Other Oracular Use Cases

Oracles have wide-ranging uses including sharing data across blockchains (for instance, sharing Bitcoin data to Ethereum), identification services, and tapping “Internet-of-Things” (IoT) sensors in supply chains. 

That last one has been attempted for a while, with varying success. Essentially, items that travel along a supply chain—say, lettuces—are each referenced via a unique code on the blockchain. However, as with DigiPulse, the supply chain model falls prey to the “garbage in, garbage out” problem. That is, you can’t be certain that the lettuce farmer at the back-end isn’t just labeling, say, random pebbles as lettuces and logging them on the ledger. 

Still, at least in theory, these technologies could help replace the need for middlemen to verify claims about data. A decentralized insurance contract, for instance, could verify the validity of an insurance claim by tapping an oracle, then relying on its findings to determine whether to pay out. (Though a decentralized oracle that can reconstruct, say, a complex workplace accident is still a long way off.) 

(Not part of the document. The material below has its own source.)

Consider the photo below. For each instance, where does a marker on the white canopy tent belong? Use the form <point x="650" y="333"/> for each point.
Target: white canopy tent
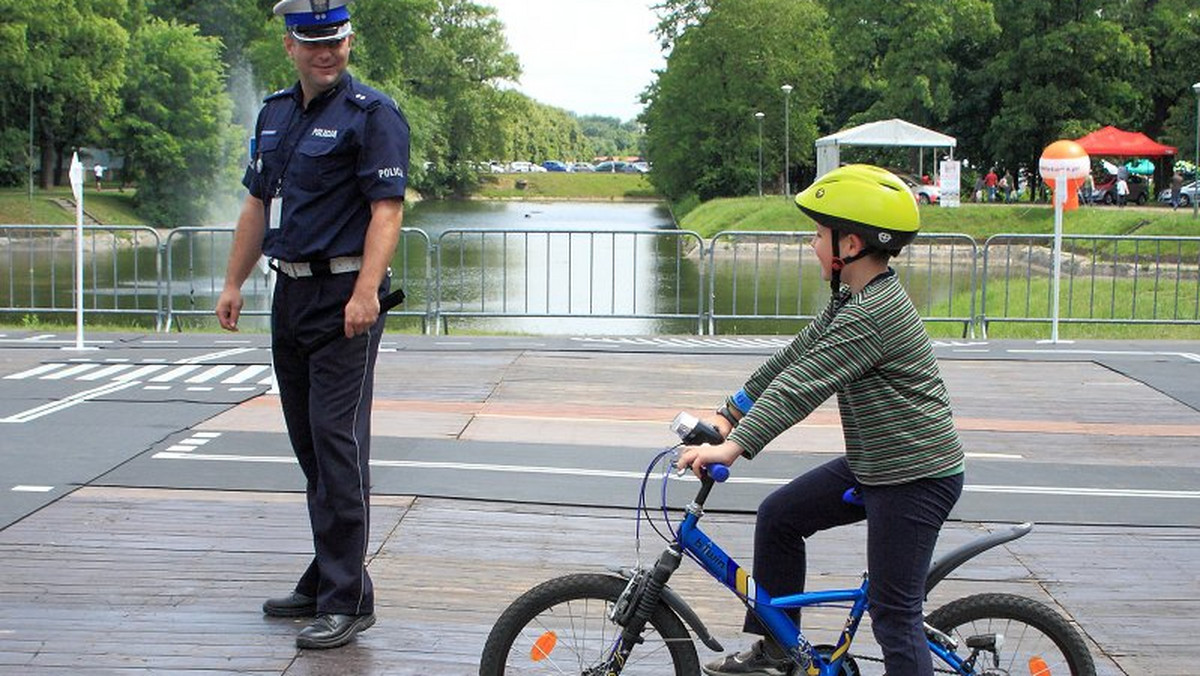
<point x="883" y="132"/>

The system of oracles is powerful when it works and dramatically devastating when it does not. In the early days of DeFi, hackers manipulated plenty of poorly built oracles by flooding liquidity pools with flash loans—massive instant crypto loans—thereby momentarily distorting the price of the cryptocurrencies in the pool. Then, the hackers would run away with all the money before the liquidity pools had a chance to rebalance.